The General Motors Corp. bankruptcy, which dooms the Wilmington-area plant that makes Saturns and Pontiacs, will create temporary legal and financial work for Wilmington Trust Corp., four miles away.
GM bondholders rely on Wilmington Trust to serve as trustee representing investors who hold $23 billion in bonds in the stricken automaker. Trustees do anything from seizing assets to administering payments and the endless flow of court data.
The bank replaced former bond trustee Citibank, which could have a tough time representing bondholders because GM owes it piles of money. For Wilmington Trust, no loan, no conflict.
"We'll be in it as long as they're in bankruptcy,"
said Dan Fisher, head of the bankruptcy group in the bank's Corporate Client Services Unit.
When Lehman Bros. Holdings Inc. failed last fall, "we probably had 30 people working on it" during peak periods, said client services head Bill Farrell. GM will mean more work than that.

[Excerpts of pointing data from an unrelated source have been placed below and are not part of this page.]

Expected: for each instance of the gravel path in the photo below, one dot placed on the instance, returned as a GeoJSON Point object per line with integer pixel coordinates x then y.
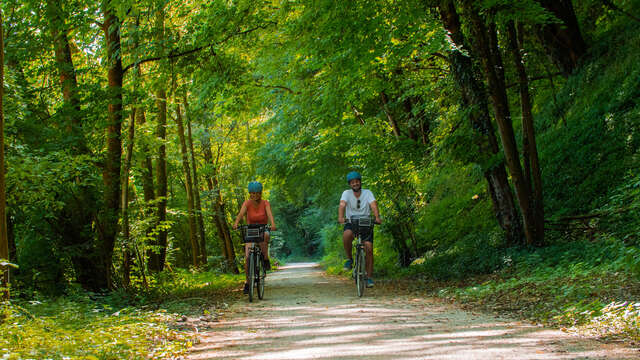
{"type": "Point", "coordinates": [308, 315]}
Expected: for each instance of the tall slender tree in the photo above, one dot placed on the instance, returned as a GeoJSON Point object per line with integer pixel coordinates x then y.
{"type": "Point", "coordinates": [532, 173]}
{"type": "Point", "coordinates": [219, 212]}
{"type": "Point", "coordinates": [4, 240]}
{"type": "Point", "coordinates": [158, 254]}
{"type": "Point", "coordinates": [193, 233]}
{"type": "Point", "coordinates": [196, 186]}
{"type": "Point", "coordinates": [485, 45]}
{"type": "Point", "coordinates": [474, 97]}
{"type": "Point", "coordinates": [112, 163]}
{"type": "Point", "coordinates": [563, 41]}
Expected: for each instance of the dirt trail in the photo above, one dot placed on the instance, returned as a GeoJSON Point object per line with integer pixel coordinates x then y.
{"type": "Point", "coordinates": [308, 315]}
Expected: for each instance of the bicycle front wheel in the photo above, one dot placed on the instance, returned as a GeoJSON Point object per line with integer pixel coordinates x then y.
{"type": "Point", "coordinates": [260, 275]}
{"type": "Point", "coordinates": [252, 274]}
{"type": "Point", "coordinates": [360, 272]}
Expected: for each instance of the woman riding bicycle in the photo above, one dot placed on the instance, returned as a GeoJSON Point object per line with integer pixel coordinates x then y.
{"type": "Point", "coordinates": [257, 211]}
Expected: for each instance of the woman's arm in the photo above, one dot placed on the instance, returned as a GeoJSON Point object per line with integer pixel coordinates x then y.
{"type": "Point", "coordinates": [243, 211]}
{"type": "Point", "coordinates": [270, 216]}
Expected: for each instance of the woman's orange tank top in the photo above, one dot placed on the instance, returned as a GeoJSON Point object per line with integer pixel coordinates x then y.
{"type": "Point", "coordinates": [256, 214]}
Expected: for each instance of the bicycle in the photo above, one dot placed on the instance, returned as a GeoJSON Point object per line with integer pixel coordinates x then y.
{"type": "Point", "coordinates": [360, 226]}
{"type": "Point", "coordinates": [254, 233]}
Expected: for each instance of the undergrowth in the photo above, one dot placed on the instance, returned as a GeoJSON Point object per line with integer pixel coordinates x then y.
{"type": "Point", "coordinates": [137, 324]}
{"type": "Point", "coordinates": [580, 286]}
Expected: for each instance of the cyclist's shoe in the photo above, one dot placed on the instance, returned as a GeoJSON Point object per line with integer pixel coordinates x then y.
{"type": "Point", "coordinates": [348, 264]}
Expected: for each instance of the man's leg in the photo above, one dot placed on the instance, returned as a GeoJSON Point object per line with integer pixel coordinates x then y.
{"type": "Point", "coordinates": [246, 268]}
{"type": "Point", "coordinates": [347, 240]}
{"type": "Point", "coordinates": [264, 247]}
{"type": "Point", "coordinates": [368, 248]}
{"type": "Point", "coordinates": [246, 261]}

In all, Farrell's unit employs 460 lawyers, accountants, and other professionals, up from 250 five years ago, after a string of acquisitions.
The work won't likely spread, however, to Wilmington's Rodney Square corporate law firms. Like many recent corporate bankruptcies, General Motors filed, not in federal bankruptcy court in Wilmington, where it is legally incorporated, but in the larger New York court. Wilmington Trust has hired Gibson, Dunn & Crutcher L.L.P.'s New York office as legal counsel.

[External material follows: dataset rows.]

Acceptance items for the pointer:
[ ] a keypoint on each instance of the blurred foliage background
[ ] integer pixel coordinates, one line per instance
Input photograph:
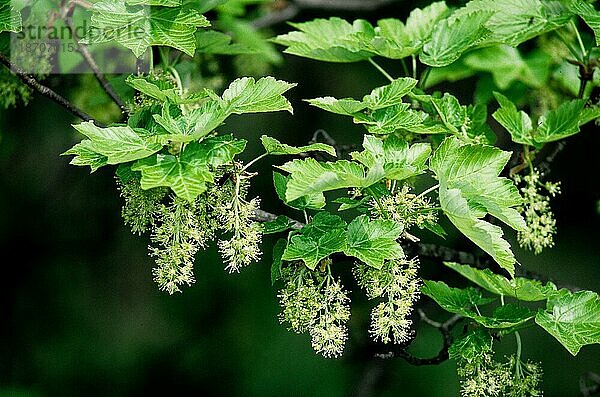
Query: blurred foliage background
(82, 316)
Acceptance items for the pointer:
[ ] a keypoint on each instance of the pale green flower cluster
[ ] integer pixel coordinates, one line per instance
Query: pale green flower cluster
(486, 377)
(397, 283)
(317, 304)
(140, 205)
(12, 90)
(405, 208)
(541, 224)
(243, 246)
(175, 241)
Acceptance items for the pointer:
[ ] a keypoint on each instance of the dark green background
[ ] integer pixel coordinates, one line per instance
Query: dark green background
(80, 314)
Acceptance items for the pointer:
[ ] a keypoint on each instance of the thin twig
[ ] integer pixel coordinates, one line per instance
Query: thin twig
(445, 330)
(588, 389)
(87, 56)
(32, 82)
(277, 17)
(344, 5)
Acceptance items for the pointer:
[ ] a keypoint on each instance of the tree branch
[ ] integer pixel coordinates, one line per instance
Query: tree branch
(293, 8)
(32, 82)
(589, 384)
(445, 329)
(87, 56)
(344, 5)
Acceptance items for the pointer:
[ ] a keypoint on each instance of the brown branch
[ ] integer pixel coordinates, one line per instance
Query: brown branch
(293, 8)
(589, 384)
(87, 56)
(445, 329)
(344, 5)
(32, 82)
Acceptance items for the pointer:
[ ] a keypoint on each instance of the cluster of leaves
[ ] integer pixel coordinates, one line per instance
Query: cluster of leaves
(170, 145)
(182, 181)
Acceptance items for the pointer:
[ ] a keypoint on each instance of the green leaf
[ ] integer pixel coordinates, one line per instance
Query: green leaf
(421, 23)
(193, 125)
(399, 161)
(453, 114)
(274, 147)
(508, 317)
(471, 346)
(588, 13)
(323, 236)
(517, 123)
(506, 65)
(315, 201)
(186, 176)
(117, 144)
(310, 177)
(348, 203)
(388, 120)
(246, 95)
(453, 36)
(390, 94)
(188, 173)
(139, 28)
(86, 156)
(391, 39)
(454, 300)
(373, 241)
(162, 91)
(515, 21)
(552, 126)
(278, 250)
(244, 33)
(219, 150)
(487, 236)
(164, 3)
(10, 18)
(330, 40)
(560, 123)
(280, 224)
(473, 170)
(346, 107)
(213, 42)
(572, 318)
(519, 288)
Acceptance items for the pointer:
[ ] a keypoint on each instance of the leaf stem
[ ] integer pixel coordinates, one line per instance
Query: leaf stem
(431, 189)
(424, 77)
(87, 56)
(569, 46)
(583, 49)
(382, 70)
(404, 67)
(32, 82)
(262, 156)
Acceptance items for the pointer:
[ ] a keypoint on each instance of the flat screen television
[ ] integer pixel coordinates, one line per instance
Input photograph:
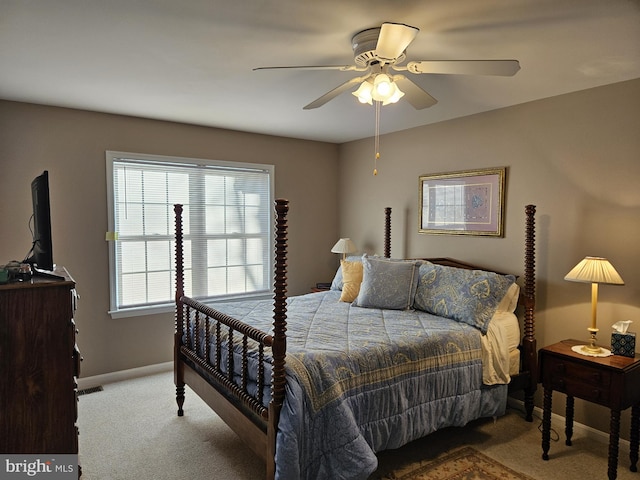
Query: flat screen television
(40, 257)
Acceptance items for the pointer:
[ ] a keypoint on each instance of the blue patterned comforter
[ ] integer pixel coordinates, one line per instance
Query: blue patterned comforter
(362, 380)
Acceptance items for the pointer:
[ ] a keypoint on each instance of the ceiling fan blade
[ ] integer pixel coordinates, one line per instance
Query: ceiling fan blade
(344, 68)
(505, 68)
(335, 92)
(394, 39)
(413, 94)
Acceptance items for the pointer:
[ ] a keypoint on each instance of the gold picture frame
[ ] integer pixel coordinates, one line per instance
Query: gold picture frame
(463, 203)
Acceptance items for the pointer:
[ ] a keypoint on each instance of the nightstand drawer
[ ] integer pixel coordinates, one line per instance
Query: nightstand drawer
(579, 380)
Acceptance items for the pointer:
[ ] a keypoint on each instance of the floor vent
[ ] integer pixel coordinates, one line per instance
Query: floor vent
(87, 391)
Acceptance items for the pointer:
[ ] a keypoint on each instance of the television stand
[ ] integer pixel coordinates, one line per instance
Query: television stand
(37, 272)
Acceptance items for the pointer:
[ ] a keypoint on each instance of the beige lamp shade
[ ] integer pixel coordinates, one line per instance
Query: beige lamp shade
(344, 246)
(594, 270)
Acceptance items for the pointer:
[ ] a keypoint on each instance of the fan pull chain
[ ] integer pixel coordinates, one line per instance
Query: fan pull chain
(377, 139)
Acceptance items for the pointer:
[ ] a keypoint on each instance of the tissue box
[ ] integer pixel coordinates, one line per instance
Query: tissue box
(623, 344)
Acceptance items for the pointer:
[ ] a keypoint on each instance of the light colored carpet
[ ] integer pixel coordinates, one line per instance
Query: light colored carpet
(131, 431)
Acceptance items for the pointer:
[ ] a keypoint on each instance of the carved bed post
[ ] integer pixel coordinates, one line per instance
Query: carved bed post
(529, 351)
(279, 346)
(178, 373)
(387, 232)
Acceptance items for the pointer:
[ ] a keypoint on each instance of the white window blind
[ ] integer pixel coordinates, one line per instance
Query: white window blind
(227, 227)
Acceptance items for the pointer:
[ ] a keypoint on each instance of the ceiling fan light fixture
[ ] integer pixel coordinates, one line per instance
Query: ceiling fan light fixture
(395, 96)
(363, 93)
(382, 87)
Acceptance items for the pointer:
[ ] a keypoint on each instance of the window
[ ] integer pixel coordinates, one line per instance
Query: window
(227, 227)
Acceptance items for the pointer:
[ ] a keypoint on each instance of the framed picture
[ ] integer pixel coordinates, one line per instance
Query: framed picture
(463, 203)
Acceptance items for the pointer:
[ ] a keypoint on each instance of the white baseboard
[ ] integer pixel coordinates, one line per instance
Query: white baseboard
(97, 380)
(579, 429)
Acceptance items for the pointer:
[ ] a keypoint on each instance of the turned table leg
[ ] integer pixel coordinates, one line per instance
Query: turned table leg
(568, 427)
(546, 423)
(634, 437)
(614, 438)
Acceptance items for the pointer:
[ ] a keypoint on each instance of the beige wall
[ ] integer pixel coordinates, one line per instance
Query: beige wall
(577, 157)
(71, 144)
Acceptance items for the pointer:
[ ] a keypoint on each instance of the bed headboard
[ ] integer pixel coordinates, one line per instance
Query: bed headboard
(527, 300)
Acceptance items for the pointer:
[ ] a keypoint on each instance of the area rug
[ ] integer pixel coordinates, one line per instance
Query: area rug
(463, 464)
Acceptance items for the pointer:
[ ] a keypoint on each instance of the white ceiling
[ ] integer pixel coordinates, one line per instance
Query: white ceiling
(191, 61)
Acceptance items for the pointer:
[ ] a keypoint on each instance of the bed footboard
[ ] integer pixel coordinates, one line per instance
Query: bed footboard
(226, 361)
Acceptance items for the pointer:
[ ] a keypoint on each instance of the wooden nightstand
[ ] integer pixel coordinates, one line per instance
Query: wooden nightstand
(613, 382)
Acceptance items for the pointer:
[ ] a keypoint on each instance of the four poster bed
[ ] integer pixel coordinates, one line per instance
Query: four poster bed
(317, 384)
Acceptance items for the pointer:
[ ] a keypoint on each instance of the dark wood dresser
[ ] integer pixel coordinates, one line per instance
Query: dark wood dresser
(39, 366)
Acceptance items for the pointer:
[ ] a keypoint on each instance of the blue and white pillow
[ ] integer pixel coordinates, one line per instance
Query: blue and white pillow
(386, 283)
(468, 296)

Vanguard Group Inc., advised by Chicago-based William Blair & Co. L.L.C., has bid $5 billion for rival Barclays' iShares exchange-traded funds business, the U.K.-based Telegraph newspaper claimed yesterday.
Barclays already has a $4.4 billion offer from a private-equity group. It's got until June 18 to top that.
Vanguard would not say if it made an offer. Vanguard-watchers are skeptical. "My gut reaction is, not in a million years," said Philadelphia fund consultant and deal-maker Burton J. Greenwald.
With its broad shareholder-ownership structure and lack of debt, "Vanguard has a long history of not making acquisitions," Greenwald said. It looks, but seldom closes, preferring to build its own.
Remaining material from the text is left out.